9.  L'infraction pénale (notitia criminis) fut inscrite au registre des infractions, le 4 mars 2010 et une enquête fut ouverte.


10.  La requérante ne fut pas entendue par le procureur ; le seul acte qui fut réalisé étant l'acquisition des enregistrements des caméras de contrôle de la circulation de la municipalité de Pise. Aucune copie des messages et appels téléphoniques de A.B. adressés à la requérante ne fut obtenue.


11.  Trois ans et demi plus tard, plus précisément le 7 mai 2013, le procureur ordonna le renvoi en jugement de A.B pour les faits de harcèlement, délit prévu par l'article 612 bis du code pénal, commis sur la requérante entre 2007 et 2009.


12.  Le 15 octobre 2013, la requérante se constitua partie civile. La première audience fut fixée au 7 novembre 2013.


13.  Par un jugement du 8 janvier 2016, le tribunal de Pise, acquitta A.B. Il releva tout d'abord qu'au moment des faits la requérante et A.B. vivaient une relation amoureuse « toxique et tourmentée ». Il estima que l'élément matériel et/ou psychologique du délit de harcèlement faisait défaut puisque la requérante n'avait pas interrompu sa relation avec A.B., se rendant au contraire disponible aux invitations de celui-ci pour accepter des cadeaux et des offres d'emploi, malgré le comportement objectivement harcelant de A.B. à son égard. Il considéra ainsi que A.B. n'avait pas conscience de causer à la partie lésée un trouble psychique et moral et que l'élément matériel de l'infraction de harcèlement caractérisée n'était donc pas constitué (perché il fatto non sussiste).


14.  La requérante et le procureur firent appel de ce jugement en septembre 2016.

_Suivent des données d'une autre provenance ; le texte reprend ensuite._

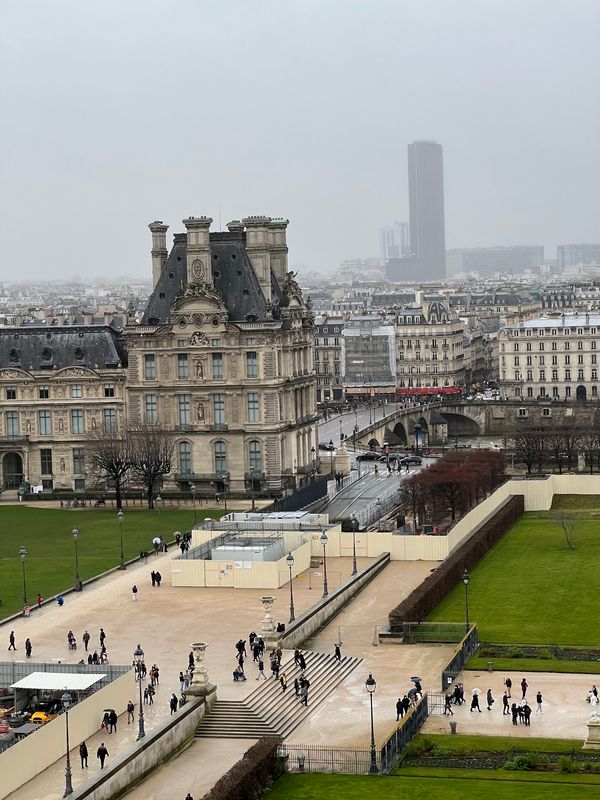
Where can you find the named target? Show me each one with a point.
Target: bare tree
(110, 458)
(568, 523)
(152, 448)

15.  Par un arrêt du 30 mai 2017, la cour d'appel de Florence acquitta A.B. pour les faits qu'il avait commis avant l'entrée en vigueur de la loi ayant introduit le délit de harcèlement, soit le 25 février 2009, mais déclara les faits commis après cette date prescrits.

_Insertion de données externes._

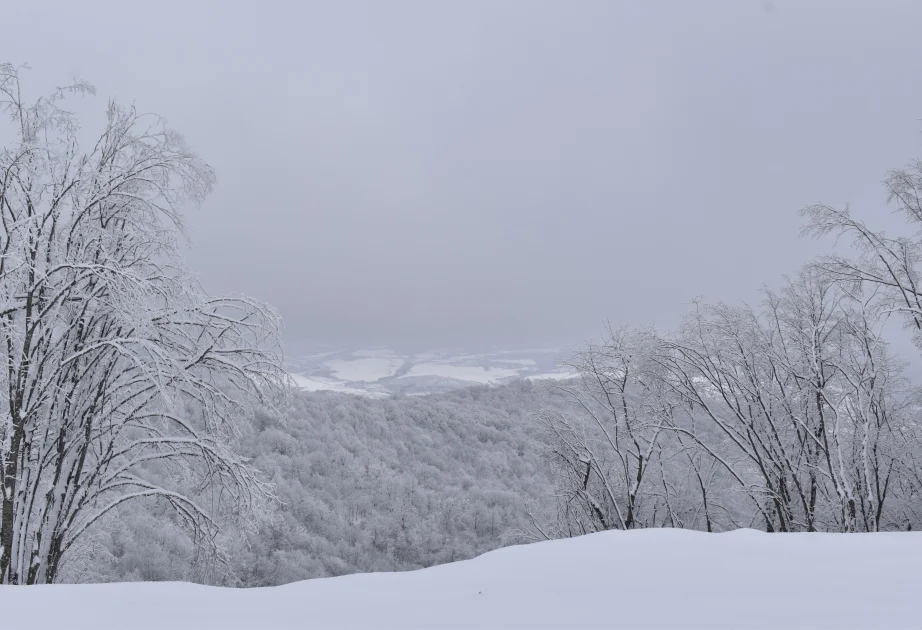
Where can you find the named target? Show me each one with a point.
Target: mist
(507, 173)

16.  En particulier, la cour d'appel observa que la loi ayant introduit le délit de harcèlement était entrée en vigueur le 25 février 2009 et que l'enquête avait révélé également trois épisodes d'agressions physiques (voir paragraphes 8 -10 ci-dessus), qui n'avaient pas été contestés, commis avant cette date. Elle estima que ces délits étaient de toute façon prescrits.


17.  La cour d'appel releva que la phase de l'enquête et le procès devant le tribunal avaient duré si longtemps que le délai de prescription du délit était entièrement expiré. Elle condamna A.B à indemniser la requérante ; le montant de l'indemnité devait être établi par les juridictions civiles.

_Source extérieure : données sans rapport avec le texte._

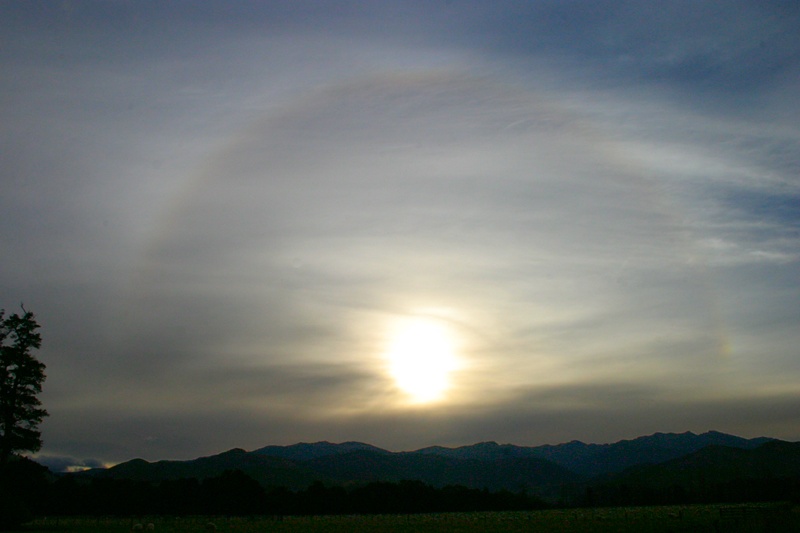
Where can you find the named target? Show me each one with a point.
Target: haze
(236, 221)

18.  La requérante se pourvut en cassation. Par un arrêt du 5 juin 2019, neuf ans et demi après le dépôt de la plainte, la Haute juridiction confirma la prescription du délit, mais annula l'arrêt quant à la responsabilité de A.B. pour vice de motivation, les débats n'ayant pas été rouverts lors du procès en appel. Elle renvoya l'affaire aux juridictions civiles.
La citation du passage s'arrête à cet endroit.